Hong Kong office rents to rebound amidst IPO market resurgence
Total fundraising this year is projected to nearly double 2024 levels.
In a recent report, Savills said the Hong Kong IPO market has witnessed a robust resurgence in early 2025, driven by high profile listings of Mainland enterprises such as CATL and Mixue Group. These successful offerings have collectively raised over HK$76.4 billion in the first five months alone, with projections suggesting total fundraising could surpass HK$150 billion by year-end—nearly double the amount raised in 2024.
“This revitalization is expected to generate short-term business opportunities for investment banks and professional service firms, potentially easing pressure on downsizing and stabilizing demand for core office space,” the report said.
Here’s more from Savills:
Jane Street's recent announcement to lease 223,000 sq ft (70%) of Phase 1 of Central Site 3 office starting in 2028 for five years, with an option to renew for four more, aligns with our prior research on the ongoing expansion by quant traders and liquidity providers in Central. This trend reflects renewed optimism in their business prospects amid revitalized capital markets in Hong Kong and the Asia Pacific. Additionally, the near doubling of their floor requirements highlights the strong demand for prime spaces among prestigious financial tenants in core Central.
However, the broader commercial property market continues to face challenges. Interest rates rose by over five percentage points between 2022 and 2023, placing significant financial strain on local mid-cap and Mainland developers with substantial exposure to commercial assets. Alongside investment funds and private investors, many are grappling with debt-related pressures. It is estimated that approximately 9.9 million sq ft of Grade A office space owned by distressed landlords is at risk, with some properties likely to be sold at discounted prices or entering receivership.
While financial distress may lead to suboptimal property management, it also presents acquisition opportunities for institutional end users. A notable example is Metropolitan University’s purchase of Cheung Kei Center for HK$2.65 billion, with plans to retain at least half of the space for its own use. Similarly, quasi-government entities such as the Securities and Futures Commission (SFC) and the Hong Kong Exchanges and Clearing Limited (HKEX) have made strategic acquisitions from financially stable landlords. The SFC acquired 12 floors in One Island East for HK$5.4 billion in 2023, while HKEX purchased nine office floors and retail units in One Exchange Square for HK$6.3 billion—both intending full occupancy.
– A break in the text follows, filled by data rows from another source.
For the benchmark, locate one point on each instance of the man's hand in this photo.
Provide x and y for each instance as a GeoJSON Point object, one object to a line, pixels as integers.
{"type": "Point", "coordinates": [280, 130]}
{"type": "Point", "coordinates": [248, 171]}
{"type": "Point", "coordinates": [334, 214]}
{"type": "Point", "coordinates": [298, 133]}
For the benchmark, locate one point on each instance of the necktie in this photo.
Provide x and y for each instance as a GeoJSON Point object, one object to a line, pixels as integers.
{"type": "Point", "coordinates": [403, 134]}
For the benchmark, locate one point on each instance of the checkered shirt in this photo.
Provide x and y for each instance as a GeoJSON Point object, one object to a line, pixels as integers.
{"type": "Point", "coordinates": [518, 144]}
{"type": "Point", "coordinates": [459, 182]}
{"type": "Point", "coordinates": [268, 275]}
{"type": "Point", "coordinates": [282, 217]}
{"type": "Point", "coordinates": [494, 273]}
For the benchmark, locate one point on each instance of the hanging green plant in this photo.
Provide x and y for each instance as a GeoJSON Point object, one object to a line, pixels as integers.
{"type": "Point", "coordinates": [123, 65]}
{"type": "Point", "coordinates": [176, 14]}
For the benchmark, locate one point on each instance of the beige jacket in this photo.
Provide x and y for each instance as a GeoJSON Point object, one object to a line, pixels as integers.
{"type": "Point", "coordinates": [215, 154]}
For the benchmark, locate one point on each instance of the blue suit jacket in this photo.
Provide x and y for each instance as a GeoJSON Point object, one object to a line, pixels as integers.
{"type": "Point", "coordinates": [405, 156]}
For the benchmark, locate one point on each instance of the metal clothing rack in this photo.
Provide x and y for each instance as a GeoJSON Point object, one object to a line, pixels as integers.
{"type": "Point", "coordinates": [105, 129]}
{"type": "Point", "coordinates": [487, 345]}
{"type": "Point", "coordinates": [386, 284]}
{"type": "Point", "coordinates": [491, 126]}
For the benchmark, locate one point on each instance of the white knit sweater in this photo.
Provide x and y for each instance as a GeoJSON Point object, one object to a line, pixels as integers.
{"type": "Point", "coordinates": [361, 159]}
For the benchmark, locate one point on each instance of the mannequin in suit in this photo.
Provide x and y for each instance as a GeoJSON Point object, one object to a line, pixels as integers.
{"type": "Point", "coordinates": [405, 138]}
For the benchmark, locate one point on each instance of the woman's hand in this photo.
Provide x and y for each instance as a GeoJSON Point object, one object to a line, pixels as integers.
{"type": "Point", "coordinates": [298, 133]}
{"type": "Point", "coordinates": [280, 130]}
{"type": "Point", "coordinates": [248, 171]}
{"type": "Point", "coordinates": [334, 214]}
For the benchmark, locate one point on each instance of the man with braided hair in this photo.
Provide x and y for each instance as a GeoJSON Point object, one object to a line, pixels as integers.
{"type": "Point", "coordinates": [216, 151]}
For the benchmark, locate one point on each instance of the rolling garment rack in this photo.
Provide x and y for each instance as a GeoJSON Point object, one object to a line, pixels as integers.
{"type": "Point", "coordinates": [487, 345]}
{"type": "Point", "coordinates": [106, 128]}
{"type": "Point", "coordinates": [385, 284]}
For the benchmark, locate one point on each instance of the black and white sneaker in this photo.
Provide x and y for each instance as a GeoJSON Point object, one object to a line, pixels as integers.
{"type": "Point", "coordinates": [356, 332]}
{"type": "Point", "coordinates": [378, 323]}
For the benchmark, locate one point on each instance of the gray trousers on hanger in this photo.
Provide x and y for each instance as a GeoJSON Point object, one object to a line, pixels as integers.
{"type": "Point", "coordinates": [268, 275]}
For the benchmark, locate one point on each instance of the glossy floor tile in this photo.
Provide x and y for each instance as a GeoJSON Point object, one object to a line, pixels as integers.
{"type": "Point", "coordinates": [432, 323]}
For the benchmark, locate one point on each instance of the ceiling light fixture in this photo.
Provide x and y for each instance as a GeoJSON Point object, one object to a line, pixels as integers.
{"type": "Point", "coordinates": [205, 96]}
An analysis of major office transactions over the past decade reveals that out of 18.7 million sq ft sold, approximately 4.0 million sq ft was acquired by end users, most of which are unlikely to return to the leasing market. With more distressed assets expected to enter the market, end-user interest in permanent office solutions is likely to grow. If acquisition trends mirror those from 2015 to 2024, an additional annual demand of around 400,000 sq ft could be anticipated.
Historically, Grade A office rents have shown a strong inverse correlation with vacancy rates. At previous market recovery points—1999, 2004, and 2009—rents began to rebound when vacancy rates dropped below 6%. Currently, the vacancy rate stands at approximately 15%, with 6.7 million sq ft of new supply expected between 2025 and 2028. However, supply is projected to decline significantly to just 1.5 million sq ft from 2029 to 2032.
Assuming continued recovery in the financial sector and a broader economic rebound in China, annual office absorption could return to pre-COVID levels of 1.3 million sq ft, supplemented by an additional 400,000 sq ft from end-user acquisitions. This would bring total annual absorption to 1.7 million sq ft. Under this optimistic scenario, vacancy rates may peak at 16% in 2026 before gradually declining to 6% by 2032, potentially triggering a rebound in office rents.
While average rental forecasts offer a broad view, variations in building quality and location can lead to significantly different recovery timelines. In Central, for example, prime buildings have maintained vacancy rates near 6%, with remaining spaces actively pursued by tenants seeking prestigious addresses.
This “flight to quality” is likely to drive early rental growth in top-tier assets, ahead of the broader market. Once these vacancies are absorbed, demand is expected to spill over into adjacent buildings. With all new supply in Central completing by 2026, CBD vacancy could tighten rapidly, accelerating rental recovery—assuming optimistic demand projections hold.